Messy curls, combat boots, forest in the background, caption:

"If I go missing, avenge me. Also check this address first. Xoxo."

Then I post it to my story. Because if I'm going to be kidnapped by cultists, I'm at least going viral.

I stand there for a beat, backpack slung over one shoulder, half a Twix in my hoodie pocket, and stare down the path like it might bite.

It probably will.

But honestly? I've done worse for less.

Once I wore a polyester sausage costume for twelve hours straight to hand out samples of vegan hot dogs outside a strip mall. At least this job involves trees and not meat substitutes that stink of sweat.

I step onto the path, the forest immediately swallows the light.

The walk is longer than it should be. The dirt is uneven, the humidity is rude, and something definitely rustles in the underbrush at one point. I pretend it's a squirrel even though it sounds like a saasquatch with asthma.
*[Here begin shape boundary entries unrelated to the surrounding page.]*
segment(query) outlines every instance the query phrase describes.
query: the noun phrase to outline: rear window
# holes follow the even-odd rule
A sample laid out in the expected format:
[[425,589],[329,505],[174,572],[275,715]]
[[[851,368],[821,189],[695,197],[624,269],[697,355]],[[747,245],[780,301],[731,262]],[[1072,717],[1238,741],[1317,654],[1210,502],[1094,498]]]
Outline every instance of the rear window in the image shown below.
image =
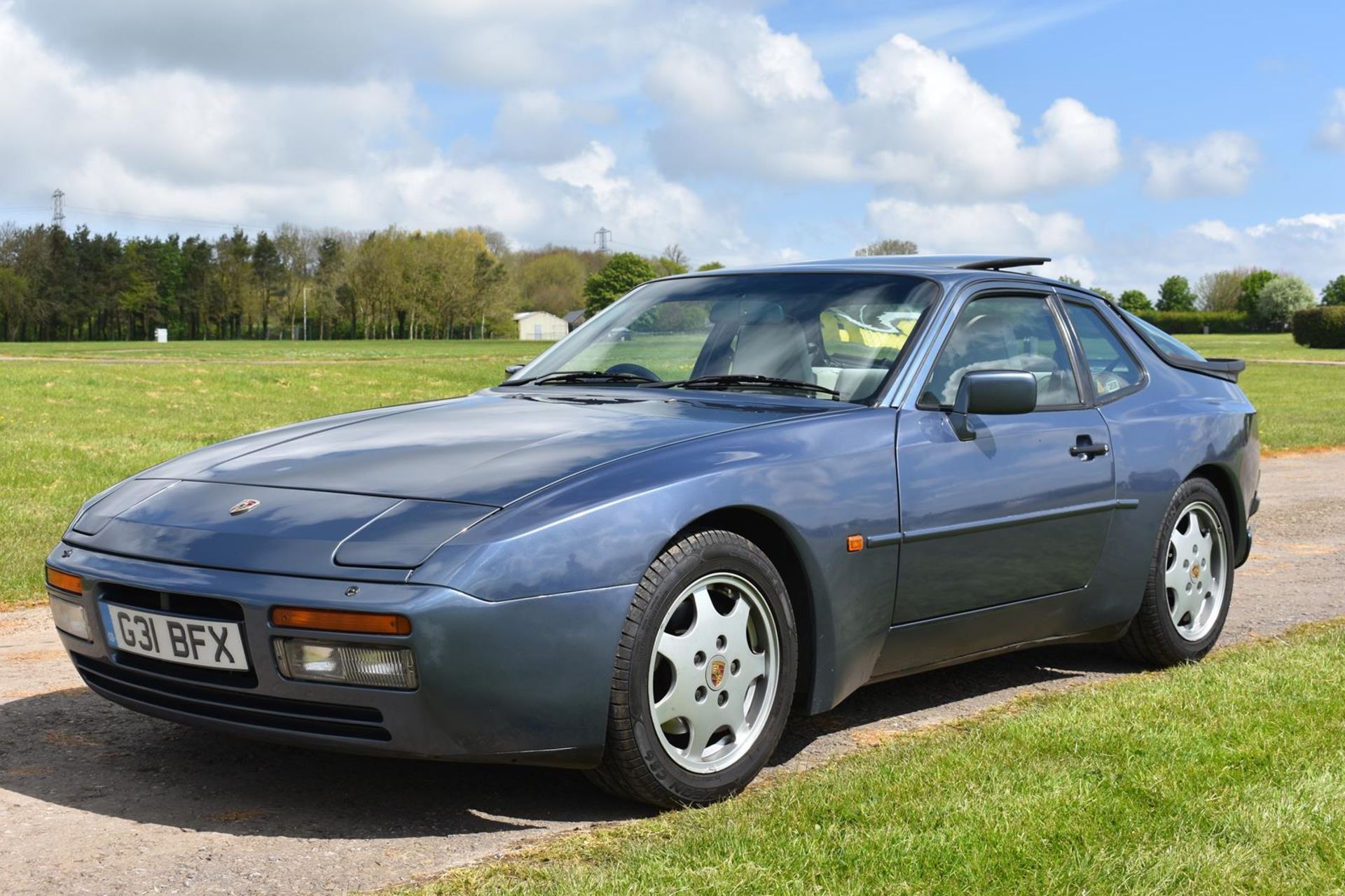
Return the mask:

Branches slap me in the face, nature's apparently trying to alpha check me. A bird overhead screams in a way that sounds personal. I lose a clump of hair to a bramble and immediately consider turning back and demanding danger pay.

But I keep walking.

Because 1 rent, 2 debt, and 3 I already posted the selfie and there's no way I'm backing down now and admitting I chickened out. I'd rather die dramatically than live humbly. Always have.

It takes me twenty sweaty, mosquito-infested minutes to hike the rest of the way. My boots are covered in dirt. My hair's a humid disaster. There's a twig in my bra and I've accepted it as part of my personality now.

When I finally reach a clearing, I stop dead. There it is.

Howl & Growl Therapeutic Daycare.

Except it's… not what I expected.

The building is massive. Two stories of timber and moss-covered stone, more akin to a lodge used to host yoga retreats. The roof leans a little too far to the left. A faded wooden sign with peeling paint hangs above the porch, one cartoon wolf's smile chipped off entirely.

A playground sits to the left, its plastic slides cracked by weather and time. There's a chain-link fence, but the gate's open. No cars. No kids. No noise. The swings creak gently in the breeze, even though there's no wind.

The place smells like pine needles and secrets.

I stand there like an idiot for a second, wondering if I should knock, scream, or run. I approach slowly, the building might bolt if I move too fast. The front steps groan under my boots, every board screaming in protest.

Before I can decide to run, the front door creaks open on its own.

Not ominous at all.

Inside, it's weirdly clean. Like, suspiciously clean. White and modern, completely renovated with brand new fixtures and fittings. Totally the opposite of the outside.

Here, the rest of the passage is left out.